The Minister for Finance himself last week recognised the emergence of a “dual economy” in Ireland, whereby multinational companies continue to perform well despite the pandemic and lockdown, but domestic industries, like drinks and hospitality, face a far more uncertain future, and as the Central Bank noted today, with a disproportionate negative impact on jobs.
This was confirmed in a recent DIGI report that showed that as many as 114,000 jobs in accommodation and food services, which includes drinks and hospitality, could be lost by the end of 2020 and early 2021 without strong and immediate government action. Young people, women, and rural areas are particularly at risk of unemployment.

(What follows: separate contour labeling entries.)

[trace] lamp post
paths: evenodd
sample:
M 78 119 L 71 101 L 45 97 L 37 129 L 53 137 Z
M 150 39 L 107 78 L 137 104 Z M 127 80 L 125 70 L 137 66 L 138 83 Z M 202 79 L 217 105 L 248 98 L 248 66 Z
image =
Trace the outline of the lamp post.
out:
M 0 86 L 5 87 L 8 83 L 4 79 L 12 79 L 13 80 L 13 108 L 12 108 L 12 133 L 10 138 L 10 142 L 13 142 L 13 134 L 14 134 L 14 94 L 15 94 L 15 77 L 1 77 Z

Mr Reid continued: “Though they face hardship, Ireland’s drinks and hospitality business owners have adapted to the pandemic, investing thousands of euros in masks, partitions, Perspex screens, and deep cleaning to keep their staff and customers safe, and their doors open.
“DIGI believes it is now time for the government to adapt as well. In the interest of a fair and rapid economic recovery that will benefit thousands of businesses, rural Ireland, and young people, we strongly urge the government to reduce excise tax on drinks products by 15% minimum in Budget 2021. This can be done overnight, requiring no new legislation.
“This is a highly targeted measure that would have an immediate effect on the drinks and hospitality industry, putting more money back in the pockets of hoteliers, publicans, restauranteurs, brewers, and distillers, allowing them to quickly re-hire staff, service debt, offset reduced capacity penalties, and prepare for a challenging economic period.”